Boeing to let go hundreds of engineers in Washington state
18 Apr 2017
Boeing Co plans to let go hundreds of engineers in Washington state and other locations and might eliminate more jobs later this year as it has been facing slowing aircraft sales.
The manufacturer plans to hand out pink slips on Friday, the same day that 305 engineers and technical workers will leave voluntarily under an earlier buyout offer. Boeing had cut 1,332 jobs from its Seattle-area manufacturing centre since the start of 2016, according to SPEEA, the union representing the workers.
Boeing might make additional engineering cuts depending on ''our business environment and the amount of voluntary attrition,'' John Hamilton, vice president of engineering for the commercial airplanes unit, said in a letter to employees yesterday.

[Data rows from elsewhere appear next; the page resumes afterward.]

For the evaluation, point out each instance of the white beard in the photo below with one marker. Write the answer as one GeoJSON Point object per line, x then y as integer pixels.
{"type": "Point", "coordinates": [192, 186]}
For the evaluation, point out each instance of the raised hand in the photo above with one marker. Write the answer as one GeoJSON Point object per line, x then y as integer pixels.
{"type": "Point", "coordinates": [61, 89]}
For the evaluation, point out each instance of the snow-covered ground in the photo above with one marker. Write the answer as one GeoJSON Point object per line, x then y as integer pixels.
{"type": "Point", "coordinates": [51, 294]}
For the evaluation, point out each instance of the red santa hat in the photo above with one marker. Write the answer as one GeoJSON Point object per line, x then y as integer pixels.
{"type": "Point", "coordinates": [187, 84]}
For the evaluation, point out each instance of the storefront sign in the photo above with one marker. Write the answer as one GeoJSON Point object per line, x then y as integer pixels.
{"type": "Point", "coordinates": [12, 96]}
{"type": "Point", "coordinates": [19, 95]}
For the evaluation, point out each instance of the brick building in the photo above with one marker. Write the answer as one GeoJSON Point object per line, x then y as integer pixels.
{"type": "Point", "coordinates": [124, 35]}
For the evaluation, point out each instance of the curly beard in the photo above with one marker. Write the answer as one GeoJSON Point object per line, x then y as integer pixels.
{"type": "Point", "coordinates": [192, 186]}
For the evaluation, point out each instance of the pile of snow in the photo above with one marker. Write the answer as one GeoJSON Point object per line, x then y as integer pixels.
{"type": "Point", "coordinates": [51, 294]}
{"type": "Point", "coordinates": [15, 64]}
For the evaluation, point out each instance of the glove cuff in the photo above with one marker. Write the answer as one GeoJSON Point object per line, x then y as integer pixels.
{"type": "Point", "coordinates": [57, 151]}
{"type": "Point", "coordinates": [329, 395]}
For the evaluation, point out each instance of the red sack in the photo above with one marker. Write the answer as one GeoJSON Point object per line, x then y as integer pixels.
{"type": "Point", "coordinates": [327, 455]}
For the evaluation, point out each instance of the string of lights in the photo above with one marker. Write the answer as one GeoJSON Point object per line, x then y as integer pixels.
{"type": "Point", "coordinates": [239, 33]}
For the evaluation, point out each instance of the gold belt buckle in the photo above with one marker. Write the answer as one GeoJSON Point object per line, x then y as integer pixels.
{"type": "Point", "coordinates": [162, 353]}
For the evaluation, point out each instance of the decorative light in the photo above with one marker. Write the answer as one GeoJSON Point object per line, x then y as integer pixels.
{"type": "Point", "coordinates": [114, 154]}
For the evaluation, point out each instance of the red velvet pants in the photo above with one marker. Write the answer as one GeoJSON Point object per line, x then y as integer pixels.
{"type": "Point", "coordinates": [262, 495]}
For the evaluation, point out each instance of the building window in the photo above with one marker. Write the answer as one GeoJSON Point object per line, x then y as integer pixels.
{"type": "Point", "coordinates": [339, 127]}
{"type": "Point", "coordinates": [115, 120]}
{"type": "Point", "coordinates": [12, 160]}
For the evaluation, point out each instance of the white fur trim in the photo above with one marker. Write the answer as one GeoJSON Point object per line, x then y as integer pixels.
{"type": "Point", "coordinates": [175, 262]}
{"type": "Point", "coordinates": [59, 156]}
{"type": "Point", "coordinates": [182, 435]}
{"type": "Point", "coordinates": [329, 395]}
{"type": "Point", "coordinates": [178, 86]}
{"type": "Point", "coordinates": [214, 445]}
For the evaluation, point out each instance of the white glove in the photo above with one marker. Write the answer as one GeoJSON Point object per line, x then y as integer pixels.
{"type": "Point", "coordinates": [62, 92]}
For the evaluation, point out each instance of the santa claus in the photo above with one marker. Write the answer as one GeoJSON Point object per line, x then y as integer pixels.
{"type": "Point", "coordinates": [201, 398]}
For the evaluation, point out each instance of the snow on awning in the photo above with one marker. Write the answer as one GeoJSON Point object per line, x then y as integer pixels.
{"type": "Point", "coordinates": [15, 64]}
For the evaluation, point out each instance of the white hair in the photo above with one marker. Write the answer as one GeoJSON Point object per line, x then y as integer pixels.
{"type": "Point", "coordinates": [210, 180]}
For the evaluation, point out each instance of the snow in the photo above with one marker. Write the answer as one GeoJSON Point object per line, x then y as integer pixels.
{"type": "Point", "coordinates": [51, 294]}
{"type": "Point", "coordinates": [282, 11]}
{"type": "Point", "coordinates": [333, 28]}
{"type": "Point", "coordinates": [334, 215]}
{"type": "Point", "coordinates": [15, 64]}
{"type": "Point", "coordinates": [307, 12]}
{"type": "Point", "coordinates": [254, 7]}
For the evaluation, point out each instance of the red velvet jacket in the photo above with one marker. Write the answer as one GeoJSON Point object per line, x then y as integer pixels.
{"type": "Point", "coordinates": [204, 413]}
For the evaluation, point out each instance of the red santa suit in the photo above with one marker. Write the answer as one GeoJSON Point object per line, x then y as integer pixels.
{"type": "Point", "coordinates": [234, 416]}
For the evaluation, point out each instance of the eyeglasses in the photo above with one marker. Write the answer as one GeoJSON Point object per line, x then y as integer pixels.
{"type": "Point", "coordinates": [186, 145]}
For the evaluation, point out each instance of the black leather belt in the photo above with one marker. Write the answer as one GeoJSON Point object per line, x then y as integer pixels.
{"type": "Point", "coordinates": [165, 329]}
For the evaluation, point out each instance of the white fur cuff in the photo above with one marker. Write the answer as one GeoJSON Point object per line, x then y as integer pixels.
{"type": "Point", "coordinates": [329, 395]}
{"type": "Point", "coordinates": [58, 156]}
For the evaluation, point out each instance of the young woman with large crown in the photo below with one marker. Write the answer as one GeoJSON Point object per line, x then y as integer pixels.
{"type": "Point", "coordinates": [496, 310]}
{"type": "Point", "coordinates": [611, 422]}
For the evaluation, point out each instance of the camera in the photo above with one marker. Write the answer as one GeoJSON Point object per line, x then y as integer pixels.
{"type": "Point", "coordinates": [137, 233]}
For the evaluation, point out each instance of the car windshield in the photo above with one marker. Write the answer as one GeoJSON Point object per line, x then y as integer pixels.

The dismissals were needed to ''meet our operating plan and additional challenges in the marketplace.''
The Chicago-based company has been cutting employment for over a year as jetliner sales started slowing after a record sales spree.
Boeing cut the Washington workforce by 9 per cent to 70,640 employees over the past year, with the company's total headcount falling 7.6 per cent to 146,962 since March 2016.
Total revenue for 2016 fell 1.6 per cent to $94.6 billion as Boeing slowed output of the 747 jumbo jetliner as sales declined. Boeing said it would cut the production rate of the 777 twin-aisle plane for a second time.
''We need to reduce our employment levels further,'' John Hamilton, vice president of engineering at Boeing Commercial Airplanes, wrote yesterday, according to The Seattle Times.
''We anticipate [Friday's notices] will impact hundreds of engineering employees. Additional reductions in engineering later this year will be driven by our business environment and the amount of voluntary attrition.''
More than 300 engineering and technical staff and 1,500 members of the Machinists union had accepted a round of voluntary buyouts in January.
The Times reported all engineering staff who accepted the proposal would permanently leave Boeing Friday, along with roughly 1,000 of the machinists.